Mimo intensywnego leczenia szpitalnego, IChM może pozostawić trwałe następstwa, takie jak np. niedosłuch, uszkodzenia mózgu, czy amputacje kończyn. Inwazyjna choroba meningokokowa budzi respekt u każdego, kto miał do czynienia z chorym dotkniętym tym zakażeniem. Ważne, by wiedzieć i pamiętać, że przyczyną sepsy mogą być właśnie meningokoki. Nie jest to wiedza powszechna – według badań Millward Brown, jedynie 13 proc. badanych mam wymieniło sepsę jako możliwą konsekwencję zakażenia meningokokowego.Jak wyprzedzić meningokoki i sepsę?

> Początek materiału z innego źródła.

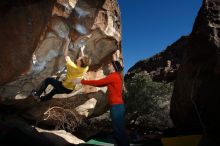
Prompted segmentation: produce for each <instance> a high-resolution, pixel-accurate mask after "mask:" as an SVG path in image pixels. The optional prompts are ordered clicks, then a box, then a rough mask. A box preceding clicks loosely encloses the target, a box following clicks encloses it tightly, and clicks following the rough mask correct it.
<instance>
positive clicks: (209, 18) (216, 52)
mask: <svg viewBox="0 0 220 146" xmlns="http://www.w3.org/2000/svg"><path fill="white" fill-rule="evenodd" d="M219 52H220V1H219V0H204V1H203V5H202V7H201V9H200V11H199V13H198V16H197V18H196V20H195V23H194V27H193V31H192V33H191V34H190V41H189V46H188V47H187V49H186V50H184V57H183V60H182V63H181V65H180V68H179V71H178V75H177V79H176V83H175V87H174V92H173V96H172V99H171V116H172V119H173V122H174V124H175V125H176V126H177V127H182V128H184V127H193V126H195V125H197V126H200V127H201V124H202V125H204V127H203V128H204V129H205V130H206V131H207V132H208V133H209V134H210V133H211V134H214V133H216V132H219V130H220V125H219V123H220V118H219V113H218V112H219V111H220V106H219V103H220V98H219V97H220V90H219V83H220V55H219ZM186 91H187V92H186ZM196 110H198V114H196ZM199 118H200V119H201V122H199Z"/></svg>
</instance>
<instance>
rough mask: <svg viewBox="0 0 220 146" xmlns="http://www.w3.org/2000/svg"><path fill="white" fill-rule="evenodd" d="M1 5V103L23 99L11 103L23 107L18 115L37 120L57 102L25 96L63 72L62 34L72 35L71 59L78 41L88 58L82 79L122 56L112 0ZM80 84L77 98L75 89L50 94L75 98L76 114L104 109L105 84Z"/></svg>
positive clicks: (80, 114)
mask: <svg viewBox="0 0 220 146" xmlns="http://www.w3.org/2000/svg"><path fill="white" fill-rule="evenodd" d="M0 7H1V8H2V9H1V11H0V15H1V17H0V27H1V30H2V32H1V35H0V69H1V72H0V85H1V86H0V96H1V99H2V102H4V101H8V100H10V105H12V104H13V103H11V99H12V100H13V99H23V100H18V101H15V102H16V107H17V108H18V109H17V110H18V111H19V109H24V108H25V112H23V113H22V114H23V115H25V117H26V118H30V119H33V120H36V119H37V120H40V119H41V118H43V117H44V115H43V113H44V112H46V111H47V110H48V109H49V108H50V107H53V106H57V103H56V102H54V101H53V100H52V101H48V102H46V103H42V104H41V103H38V102H37V101H36V99H33V98H31V97H30V98H31V99H29V98H28V99H26V98H27V97H28V96H29V94H30V92H31V90H33V89H35V88H37V87H38V86H39V84H40V83H41V82H42V81H43V80H44V79H45V78H47V77H49V76H54V77H56V75H57V72H59V71H62V69H63V67H64V66H65V61H64V56H63V50H62V44H63V38H64V37H66V36H67V35H69V36H70V37H71V43H70V45H69V55H70V56H71V58H72V59H73V60H74V59H76V58H77V56H78V55H79V54H80V49H79V48H80V46H82V45H85V50H84V53H85V54H86V55H88V56H90V57H91V59H92V64H91V66H90V69H89V72H88V73H87V75H86V78H87V79H99V78H103V77H104V76H105V75H106V71H105V70H106V68H107V63H108V62H110V61H112V60H113V56H114V58H115V59H118V60H119V61H121V63H122V61H123V60H122V55H121V54H122V53H121V24H120V11H119V8H118V4H117V1H115V0H78V1H77V0H57V1H55V0H40V1H37V0H29V1H25V0H12V1H7V0H3V1H1V2H0ZM85 36H89V37H87V38H84V37H85ZM82 38H83V39H82ZM79 89H80V92H79V93H80V97H81V99H82V100H84V102H82V103H78V102H75V101H74V100H73V101H72V98H73V95H74V93H72V94H70V95H66V94H62V95H56V96H55V98H61V99H60V100H62V99H63V98H66V99H64V100H65V101H66V100H71V102H73V104H75V103H78V105H77V104H75V106H73V107H78V108H77V110H76V112H77V113H79V115H81V116H85V117H87V116H90V115H99V114H101V113H103V112H105V111H106V107H107V99H106V98H105V97H106V88H95V87H91V86H83V87H82V88H81V87H79ZM98 91H99V92H98ZM91 92H92V93H91ZM84 94H89V95H91V94H93V95H91V96H87V95H85V96H84ZM71 95H72V96H71ZM96 95H97V96H96ZM90 97H91V98H95V100H97V101H96V102H90V103H89V104H93V105H92V106H90V105H89V104H88V102H89V101H90ZM55 100H56V99H55ZM87 100H88V102H86V101H87ZM19 101H22V102H19ZM100 101H101V102H100ZM84 103H85V108H84V109H83V108H82V106H83V104H84ZM81 104H82V105H81ZM30 105H31V106H30ZM88 105H89V106H88ZM59 106H64V104H63V105H60V104H59ZM87 108H88V109H87ZM97 108H98V109H97ZM80 109H83V111H82V110H80ZM31 111H32V112H31Z"/></svg>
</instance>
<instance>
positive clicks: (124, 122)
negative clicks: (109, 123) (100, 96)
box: [110, 104, 129, 146]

Sepsa jest bardzo poważnym stanem, jednak niska świadomość rodziców na temat posocznicy oraz meningokoków, które mogą być jedną z jej przyczyn, powodują, że stosunkowo niewiele mam decyduje się na wykonanie szczepienia. Badania przeprowadzone przez Millward Brown pokazały, że zaledwie 1 na 100 mam uczestniczących w badaniu zaszczepiła swoje pociechy przeciwko meningokokom. Dzieje się tak dlatego, że mamy dysponują ograniczoną wiedzą na temat zakażenia meningokokowego – badania pokazały, że tylko 20 proc. badanych mam wie, czym jest zakażenie meningokokowe, a niespełna połowa z nich zna jego objawy i konsekwencje. Co ważne, ochrona przeciwko zakażeniom meningokokowym jest możliwa. Dostępne są szczepienia przeciwko meningokokom, w tym przeciwko serogrupie B , która występuje najczęściej w naszym regionie geograficznym. W Polsce szczepienia przeciwko meningokokom należą do grupy szczepień zalecanych, czyli płatnych. Warto wiedzieć, że szczepić można dzieci już po ukończeniu 2. miesiąca życia.